Namun ketika Dayang Sumbi memakan hati pemberian anaknya, kemudian terdengar berita bahwa si Tumang mati dan
hatinya diambil oleh Sangkuriang. Kontan ibunya marah dan memukul Sangkuriang
dengan gayung yang terbuat dari tempurung kelapa. Dari pukulan itu,
membuat kepala Sangkuriang mengeluarkan
darah. Karena takut, Sangkuriang kemudian mengembara ke berbagai negara. Sang
Ibu yang menyesali perbuatannya memukul anaknya dan menyuruh pergi, kemudian
masuk hutan mencari anaknya namun tak ditemui.

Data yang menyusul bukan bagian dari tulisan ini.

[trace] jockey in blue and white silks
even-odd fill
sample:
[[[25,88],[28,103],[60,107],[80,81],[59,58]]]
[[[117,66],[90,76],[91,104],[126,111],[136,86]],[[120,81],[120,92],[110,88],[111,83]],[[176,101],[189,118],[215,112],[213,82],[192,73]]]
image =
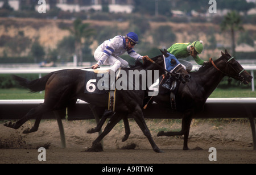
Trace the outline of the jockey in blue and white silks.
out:
[[[138,35],[133,32],[125,36],[118,35],[105,41],[95,51],[94,59],[97,63],[92,68],[96,69],[101,64],[112,65],[110,69],[114,72],[119,67],[126,68],[129,65],[128,63],[119,57],[126,52],[135,60],[142,60],[143,56],[133,49],[138,41]]]
[[[179,61],[178,59],[172,54],[170,53],[167,53],[169,55],[168,57],[164,56],[164,67],[166,70],[168,71],[172,72],[172,70],[175,68],[176,66],[177,66],[180,64],[181,64],[180,61]],[[181,64],[183,68],[186,69],[186,67]]]

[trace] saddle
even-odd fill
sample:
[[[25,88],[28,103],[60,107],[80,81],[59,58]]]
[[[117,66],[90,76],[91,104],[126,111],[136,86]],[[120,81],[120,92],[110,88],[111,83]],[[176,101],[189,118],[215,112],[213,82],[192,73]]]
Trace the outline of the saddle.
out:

Dalam pelarian itu, Sangkuriang banyak bertapa dan berguru. Iapun tumbuh
menjadi seorang pemuda yang gagah,
tampan dan pemberani. Sang Ibu Dayang Sumbi kemudian bertapa dan berdo’a pada
Sang Hyang Tunggal, agar dipertemukan anaknya Sangkuriang. Setelah beberapa
tahun lamanya, Sangkuriang kembali ke tempat semula dimana ibunya sedang
bertapa.
Setelah kembali, Sangkuriang melihat ibunya sebagai sosok wanita yang sangat cantik jelita. Ia mengira
Dayang Sumbi adalah putri yang tersesat di tengah hutan. Demikian halnya Dayang Sumbi mengenal
Sangkuriang sebagai sosok pemuda yang tampan. Keduanya salng jatuh cinta.
Namun ketika kedua insan sejoli ini sedang bermesraan, dimana Sangkurian
yang sedang tertidur diatas pangkuan Dayang Sumbi. Secara tidak sengaja, Dayang
sumbi kemudian membelai rambut
Sangkuriang dan dilihatnya ada luka bekas pukulan. Dari situlah Dayang Sumbi mulai sadar, bahwa pemuda yang
dicintainya itu tak lain adalah anaknya sendiri.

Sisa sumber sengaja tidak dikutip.